La question de la dette publique sénégalaise ne se réduit plus à une équation comptable. Elle s’inscrit désormais dans une tension politique majeure, où l’horizon des marchés financiers, mesuré en décennies, se confronte à celui des mandats électoraux, borné par cinq années. C’est le cœur de la réflexion proposée par Ndèye Nangho Dioum, inspectrice des impôts et des domaines, qui replace le débat sénégalais dans une problématique universelle : celle des décisions impopulaires qu’un dirigeant doit assumer pour préserver l’équilibre des finances publiques.
La tribune s’ouvre sur une citation de Bill Clinton, rappelant que tout chef d’État finit par affronter des arbitrages douloureux, dans l’attente que le vent politique redevienne porteur. Cette référence n’est pas anodine. Elle illustre le paradoxe auquel se trouve confronté le pouvoir sénégalais, contraint de rationaliser une trajectoire budgétaire dégradée tout en préservant la paix sociale d’un pays où les attentes populaires demeurent élevées.
Une temporalité politique qui contraint l’action budgétaire
La notion de temporalité politique, popularisée notamment par les travaux du politologue James M. Buchanan sur le choix public, met en évidence un biais fondamental des démocraties représentatives. Les gouvernants tendent à privilégier des mesures dont les bénéfices se manifestent à court terme, quand les coûts sont différés au-delà de leur mandat. Ce mécanisme, structurel, alimente la dérive de l’endettement dans nombre d’économies, y compris avancées.
Au Sénégal, ce biais prend une dimension singulière depuis l’audit des finances publiques mené par le nouveau pouvoir en 2024, qui a révélé un niveau d’endettement supérieur aux chiffres antérieurement communiqués. La révélation d’un stock de dette réévalué a fragilisé la relation avec les partenaires multilatéraux, à commencer par le Fonds monétaire international (FMI), et pesé sur la notation souveraine du pays. Rétablir la sincérité budgétaire est devenu un préalable, mais un préalable coûteux politiquement.
L’arbitrage impossible entre orthodoxie et légitimité
Réduire un déficit exige des choix qui heurtent les électorats : compression des subventions énergétiques, rationalisation de la masse salariale de l’État, élargissement de l’assiette fiscale, ajustement des tarifs publics. Chacune de ces décisions produit ses perdants immédiats, alors que ses bénéfices, exprimés en soutenabilité de la dette et en marges de manœuvre budgétaires, ne se matérialisent qu’à moyen terme. L’auteure souligne combien cette asymétrie temporelle constitue le principal obstacle à la mise en œuvre de réformes structurelles.
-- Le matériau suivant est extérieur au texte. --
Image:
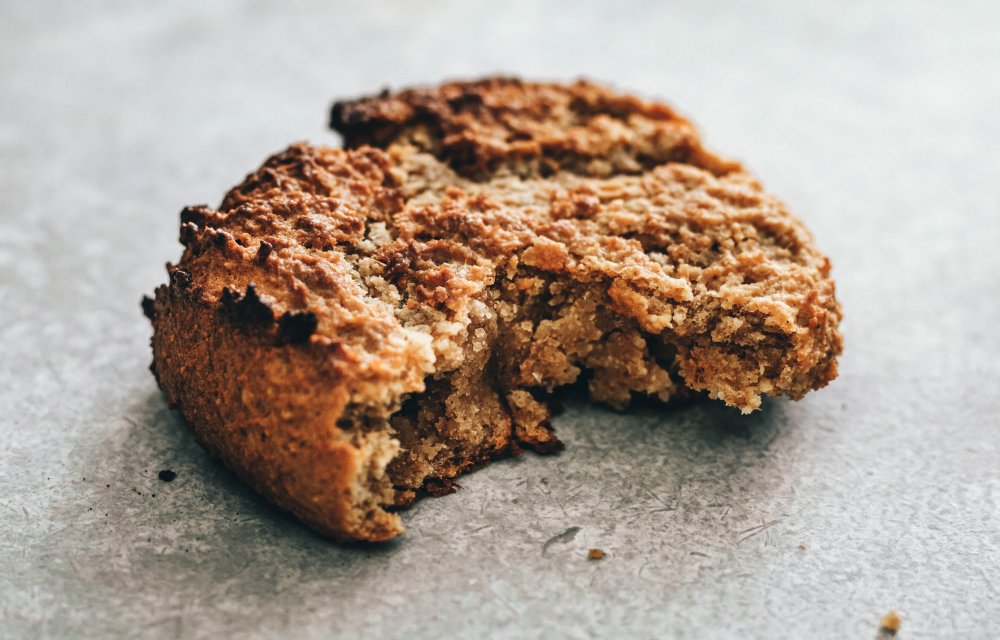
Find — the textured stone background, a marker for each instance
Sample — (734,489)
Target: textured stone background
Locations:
(877,121)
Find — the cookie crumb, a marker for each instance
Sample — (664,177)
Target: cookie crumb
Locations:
(890,623)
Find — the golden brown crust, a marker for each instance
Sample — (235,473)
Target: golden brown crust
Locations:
(351,327)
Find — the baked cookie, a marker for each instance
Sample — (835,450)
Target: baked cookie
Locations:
(353,327)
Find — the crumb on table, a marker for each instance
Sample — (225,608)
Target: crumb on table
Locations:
(890,623)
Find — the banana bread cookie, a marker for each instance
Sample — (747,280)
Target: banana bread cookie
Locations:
(354,327)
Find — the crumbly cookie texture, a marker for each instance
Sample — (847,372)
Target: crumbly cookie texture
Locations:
(354,327)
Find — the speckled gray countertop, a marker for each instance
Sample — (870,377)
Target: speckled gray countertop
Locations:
(877,122)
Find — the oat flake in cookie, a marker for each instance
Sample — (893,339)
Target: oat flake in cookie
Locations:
(353,327)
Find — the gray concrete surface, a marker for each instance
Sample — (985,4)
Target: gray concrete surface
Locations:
(878,122)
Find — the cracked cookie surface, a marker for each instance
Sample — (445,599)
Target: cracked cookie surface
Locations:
(352,327)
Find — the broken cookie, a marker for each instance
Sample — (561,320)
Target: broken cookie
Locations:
(353,327)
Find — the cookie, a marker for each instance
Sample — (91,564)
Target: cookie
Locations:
(352,328)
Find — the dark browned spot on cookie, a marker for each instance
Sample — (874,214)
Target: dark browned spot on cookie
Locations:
(246,309)
(295,327)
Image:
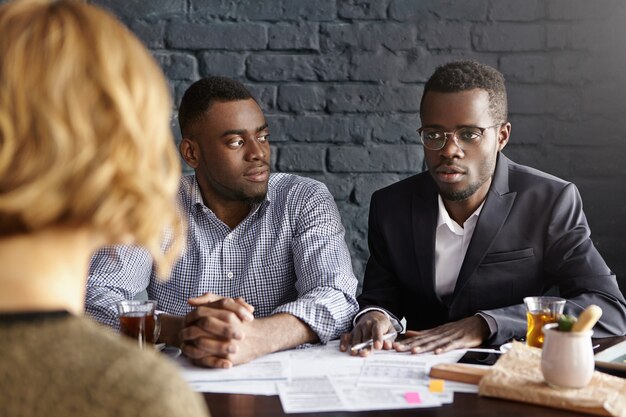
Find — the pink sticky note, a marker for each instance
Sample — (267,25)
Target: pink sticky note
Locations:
(412,397)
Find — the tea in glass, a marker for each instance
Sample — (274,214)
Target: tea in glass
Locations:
(138,321)
(541,311)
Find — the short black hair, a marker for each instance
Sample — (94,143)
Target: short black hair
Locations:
(202,94)
(458,76)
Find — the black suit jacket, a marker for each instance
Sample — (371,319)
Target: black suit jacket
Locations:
(531,238)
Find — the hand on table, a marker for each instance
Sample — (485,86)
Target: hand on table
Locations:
(371,325)
(215,333)
(463,334)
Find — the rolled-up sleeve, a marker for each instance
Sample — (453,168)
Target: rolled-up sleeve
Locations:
(326,284)
(115,273)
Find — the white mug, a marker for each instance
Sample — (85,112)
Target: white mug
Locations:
(567,357)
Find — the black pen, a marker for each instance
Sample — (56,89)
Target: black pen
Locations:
(360,346)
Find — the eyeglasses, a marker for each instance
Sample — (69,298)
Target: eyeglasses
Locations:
(465,137)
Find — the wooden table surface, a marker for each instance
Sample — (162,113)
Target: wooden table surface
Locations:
(464,405)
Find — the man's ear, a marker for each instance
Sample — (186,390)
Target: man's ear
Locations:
(503,135)
(190,152)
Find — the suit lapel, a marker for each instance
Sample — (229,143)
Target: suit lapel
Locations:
(493,215)
(424,220)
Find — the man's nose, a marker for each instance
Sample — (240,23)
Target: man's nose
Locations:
(255,150)
(451,148)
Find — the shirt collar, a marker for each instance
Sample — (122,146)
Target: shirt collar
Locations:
(196,195)
(444,218)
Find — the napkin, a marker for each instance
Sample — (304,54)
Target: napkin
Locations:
(517,376)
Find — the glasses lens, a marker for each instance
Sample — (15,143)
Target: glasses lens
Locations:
(433,139)
(469,135)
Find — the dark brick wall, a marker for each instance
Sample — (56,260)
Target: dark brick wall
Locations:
(340,82)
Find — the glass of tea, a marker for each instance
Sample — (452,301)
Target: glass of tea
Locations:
(541,311)
(138,321)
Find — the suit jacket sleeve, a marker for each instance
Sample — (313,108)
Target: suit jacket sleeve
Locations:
(379,286)
(573,266)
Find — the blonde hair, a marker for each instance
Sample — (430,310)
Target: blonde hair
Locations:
(84,128)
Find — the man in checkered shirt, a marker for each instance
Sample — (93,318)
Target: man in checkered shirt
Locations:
(266,266)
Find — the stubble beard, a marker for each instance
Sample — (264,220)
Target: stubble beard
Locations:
(486,169)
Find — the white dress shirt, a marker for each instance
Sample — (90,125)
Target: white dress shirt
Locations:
(451,242)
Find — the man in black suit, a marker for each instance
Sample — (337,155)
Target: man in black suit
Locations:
(456,249)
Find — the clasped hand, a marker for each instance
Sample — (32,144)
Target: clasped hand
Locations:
(462,334)
(216,333)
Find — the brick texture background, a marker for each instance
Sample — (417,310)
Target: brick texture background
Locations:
(340,82)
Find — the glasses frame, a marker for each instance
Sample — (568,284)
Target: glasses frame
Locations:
(454,136)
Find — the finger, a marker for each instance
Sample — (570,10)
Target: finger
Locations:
(226,310)
(363,352)
(433,343)
(417,342)
(200,347)
(213,362)
(243,302)
(240,308)
(206,298)
(214,328)
(357,335)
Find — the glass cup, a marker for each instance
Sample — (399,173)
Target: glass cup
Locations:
(539,312)
(139,321)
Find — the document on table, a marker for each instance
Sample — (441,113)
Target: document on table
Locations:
(317,394)
(256,377)
(321,378)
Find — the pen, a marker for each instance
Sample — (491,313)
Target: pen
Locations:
(368,343)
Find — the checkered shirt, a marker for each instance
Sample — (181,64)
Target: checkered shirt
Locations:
(287,256)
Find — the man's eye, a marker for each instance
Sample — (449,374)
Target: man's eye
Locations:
(235,143)
(433,135)
(469,134)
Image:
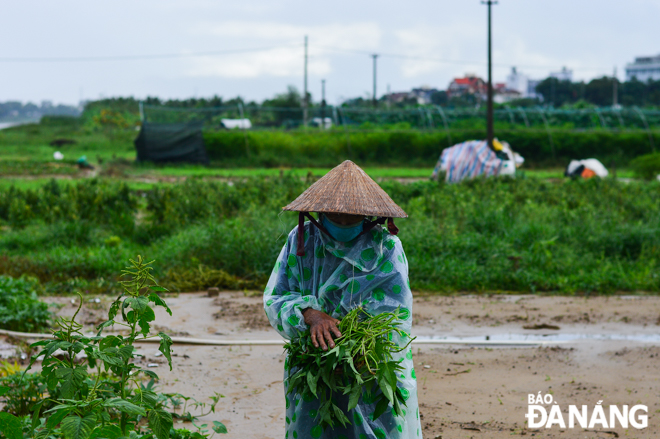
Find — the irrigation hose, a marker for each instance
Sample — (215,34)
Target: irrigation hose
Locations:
(225,342)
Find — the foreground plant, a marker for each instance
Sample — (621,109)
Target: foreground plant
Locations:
(361,361)
(96,389)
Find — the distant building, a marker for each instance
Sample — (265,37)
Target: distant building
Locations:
(398,97)
(531,89)
(502,93)
(644,68)
(563,75)
(423,94)
(517,81)
(522,84)
(471,84)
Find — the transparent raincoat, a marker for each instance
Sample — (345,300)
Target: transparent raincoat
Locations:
(371,271)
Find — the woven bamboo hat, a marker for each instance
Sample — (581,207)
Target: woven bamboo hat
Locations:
(347,189)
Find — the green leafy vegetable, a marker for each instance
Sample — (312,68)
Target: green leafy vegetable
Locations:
(362,360)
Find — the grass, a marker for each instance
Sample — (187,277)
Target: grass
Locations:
(523,235)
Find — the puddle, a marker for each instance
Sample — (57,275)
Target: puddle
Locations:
(543,338)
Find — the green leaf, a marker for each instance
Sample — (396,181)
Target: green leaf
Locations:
(139,303)
(104,325)
(145,397)
(155,298)
(339,414)
(380,407)
(75,427)
(110,356)
(71,380)
(106,432)
(150,374)
(126,352)
(165,347)
(144,319)
(354,397)
(35,413)
(114,308)
(10,426)
(312,380)
(56,418)
(219,427)
(160,423)
(125,406)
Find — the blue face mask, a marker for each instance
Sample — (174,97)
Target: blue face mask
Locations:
(342,233)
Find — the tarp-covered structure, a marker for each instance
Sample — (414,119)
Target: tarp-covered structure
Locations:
(171,142)
(474,158)
(586,168)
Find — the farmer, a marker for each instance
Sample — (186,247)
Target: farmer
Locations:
(328,267)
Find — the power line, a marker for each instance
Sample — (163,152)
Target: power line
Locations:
(449,61)
(145,57)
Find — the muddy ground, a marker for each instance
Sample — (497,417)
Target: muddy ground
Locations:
(464,391)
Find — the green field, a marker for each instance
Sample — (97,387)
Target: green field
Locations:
(221,225)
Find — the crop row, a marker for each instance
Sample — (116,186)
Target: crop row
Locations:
(496,234)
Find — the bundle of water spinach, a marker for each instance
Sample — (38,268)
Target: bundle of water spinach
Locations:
(362,359)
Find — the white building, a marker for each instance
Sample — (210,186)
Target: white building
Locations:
(564,75)
(522,84)
(644,68)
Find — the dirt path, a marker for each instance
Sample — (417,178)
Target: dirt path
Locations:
(464,392)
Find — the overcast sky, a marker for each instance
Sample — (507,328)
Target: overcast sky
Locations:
(440,39)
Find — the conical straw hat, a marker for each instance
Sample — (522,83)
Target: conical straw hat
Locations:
(347,189)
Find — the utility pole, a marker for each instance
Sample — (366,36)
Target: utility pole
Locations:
(304,102)
(375,102)
(323,104)
(615,91)
(489,114)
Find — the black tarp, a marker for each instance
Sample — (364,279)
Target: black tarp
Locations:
(171,142)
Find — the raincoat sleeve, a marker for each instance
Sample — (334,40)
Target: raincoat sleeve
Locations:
(284,300)
(390,290)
Le cas sénégalais illustre également une contrainte propre aux économies de la zone franc. La stabilité du franc CFA, arrimé à l’euro, prive les autorités de l’outil monétaire pour absorber les chocs. L’ajustement passe donc intégralement par la politique budgétaire, ce qui accentue la portée sociale des décisions prises. Concrètement, chaque arbitrage sur la dépense publique se traduit dans le quotidien des ménages, sans amortisseur monétaire.
Restaurer la crédibilité de la signature souveraine
Depuis leur arrivée au pouvoir en avril 2024, le président Bassirou Diomaye Faye et son Premier ministre Ousmane Sonko affichent une volonté de refondation économique adossée à un discours de rupture. La reconquête de la crédibilité auprès des marchés financiers et des bailleurs internationaux figure parmi les priorités affichées. Reste que la remontée récente des spreads sur les eurobonds sénégalais témoigne d’une prime de risque encore élevée, signe que la défiance n’est pas dissipée.
Par ailleurs, la mobilisation des ressources internes constitue un levier stratégique. L’administration fiscale, à laquelle appartient l’auteure de la tribune, est appelée à jouer un rôle central dans la sécurisation des recettes, notamment par la réduction des exonérations et la lutte contre l’évasion. Ce chantier, largement technique, exige néanmoins un portage politique constant, car il touche à des intérêts établis.
La conclusion implicite de cette réflexion tient en une exigence : accepter que la maturité politique se mesure à la capacité d’assumer ce qui coûte à court terme pour préserver l’avenir. Dans un contexte régional où plusieurs États ouest-africains renégocient leur dette ou frôlent la contrainte de liquidité, le Sénégal joue une partie qui excède ses seules frontières. La discipline budgétaire, quand elle est portée avec pédagogie, peut redevenir un actif politique. Selon Financial Afrik, cette réflexion s’inscrit dans un débat public grandissant sur la trajectoire des finances publiques sénégalaises.